Thirty thousand sections of the Trinity Dome mosaic “puzzle” were packed in 60 boxed crates and shipped by air and boat from Venice to the Basilica. Artisans from Rugo Stone, Lorton, Va., painstakingly installed the mosaic, cementing the sections to the very precisely mapped dome, paper side showing. After installation, the artisans gently dissolved the paper and flour paste using water and soft brushes and sponges to reveal the new mosaic.

The goal has been to complete this final project in preparation for the upcoming 2020 celebration of the 100th anniversary of the placing of the foundation stone. Thankfully, due to the generosity of American Catholics and the steadfast work of architects, engineers, artisans, installers and other laborers the Trinity Dome will be dedicated in December, said Msgr. Rossi.

Vision of Faith

The architect for this 100-year-old vision of the National Shrine was Bishop Thomas J. Shahan.
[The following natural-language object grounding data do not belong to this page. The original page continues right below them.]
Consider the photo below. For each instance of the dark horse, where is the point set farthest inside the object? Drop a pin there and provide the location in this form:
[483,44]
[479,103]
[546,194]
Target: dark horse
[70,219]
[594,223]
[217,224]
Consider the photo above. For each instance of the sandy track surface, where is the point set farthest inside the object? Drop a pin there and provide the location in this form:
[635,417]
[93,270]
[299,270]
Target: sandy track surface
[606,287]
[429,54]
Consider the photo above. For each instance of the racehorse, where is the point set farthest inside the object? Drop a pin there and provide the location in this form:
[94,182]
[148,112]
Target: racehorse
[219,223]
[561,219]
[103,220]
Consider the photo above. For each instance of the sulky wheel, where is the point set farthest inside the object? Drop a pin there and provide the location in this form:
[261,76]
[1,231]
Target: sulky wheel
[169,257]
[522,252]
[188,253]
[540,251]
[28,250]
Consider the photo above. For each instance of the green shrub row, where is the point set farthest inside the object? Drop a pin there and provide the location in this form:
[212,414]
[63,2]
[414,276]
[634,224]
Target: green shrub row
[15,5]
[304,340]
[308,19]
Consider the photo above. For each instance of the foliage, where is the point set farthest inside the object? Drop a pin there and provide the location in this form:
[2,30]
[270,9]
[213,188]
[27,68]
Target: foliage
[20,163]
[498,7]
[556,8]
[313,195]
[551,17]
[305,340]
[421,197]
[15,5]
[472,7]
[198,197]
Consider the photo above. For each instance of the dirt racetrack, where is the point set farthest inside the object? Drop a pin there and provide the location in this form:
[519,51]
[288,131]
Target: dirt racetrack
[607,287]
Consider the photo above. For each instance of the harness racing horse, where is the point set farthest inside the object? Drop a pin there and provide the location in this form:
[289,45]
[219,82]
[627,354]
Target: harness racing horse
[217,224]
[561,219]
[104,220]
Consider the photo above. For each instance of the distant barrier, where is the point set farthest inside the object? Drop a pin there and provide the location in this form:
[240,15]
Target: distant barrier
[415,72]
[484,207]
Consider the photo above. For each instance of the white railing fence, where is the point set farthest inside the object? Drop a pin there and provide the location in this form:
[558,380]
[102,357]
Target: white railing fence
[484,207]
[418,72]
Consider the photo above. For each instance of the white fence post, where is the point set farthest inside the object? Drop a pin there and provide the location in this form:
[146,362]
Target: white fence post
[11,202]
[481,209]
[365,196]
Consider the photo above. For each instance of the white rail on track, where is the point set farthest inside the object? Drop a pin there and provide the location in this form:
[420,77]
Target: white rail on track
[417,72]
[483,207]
In 1910, one year after being appointed rector of The Catholic University of America, then-Father Shahan shared his vision for a university cathedral with a friend, writing, “I have always admired a great free open space, unbroken by columns, an ideal space for preaching and singing, for seeing and hearing.   Its wall spaces and ceilings ought to be covered with noble historical frescoes depicting the origin and the glories of Catholics in the United States, and particularly in these parts. … In a word, no one would think he had truly seen the Capital of the Nation unless he had paid a visit to this Church. … it would be a monument of artistic truth and sincerity, and thus a mirror of all the beauties of our venerable and holy religion.”

Three years later, Pope Pius X approved plans for the building of a national shrine in the United States, and made a personal contribution for its construction. That same year, the board of trustees of The Catholic University of America donated land at the southwest corner of the campus for Father Shahan’s vision for the shrine.

The National Shrine was dedicated Nov. 20, 1959, the same year that the superstructure of the Great Upper Church was completed. Embellishment and ornamentation of the interior has continued ever since.

Today the Basilica, affectionately referred to as America’s Catholic Church, is the largest Roman Catholic Church in North America and one of the 10 largest churches in the world. It was designated a National Sanctuary of Prayer and Pilgrimage by the U.S. Conference of Catholic Bishops.

The Basilica is now a separate entity and continues to serve the university community, along with pilgrims from across the nation and around the world.

When Pope John Paul II came to visit the Basilica in 1979 he acknowledged that the Shrine “speaks to us with the voice of all . . . the sons and daughters of America, who have come here from the various countries of the Old World. When they came, they brought with them in their hearts the same love for the Mother of God that was characteristic of their ancestors and of themselves in their native lands. These people, speaking different languages, coming from different backgrounds of history and traditions in their own countries, came together around the heart of a Mother they all had in common.”

In 1990, Pope John Paul II formally declared the National Shrine a minor basilica.

Devotion to Mary

In light of the completion of Trinity Dome, and the National Shrine, Msgr. Rossi reflected, “Since religious art is meant to move people to greater faith and devotion, my hope is that when pilgrims look up at the Trinity Dome and ‘seek those things that are above,’ they will see the Trinity, they will see Mary and the 13 saints, who all strove for a blessed life and who give example on our own path to holiness.”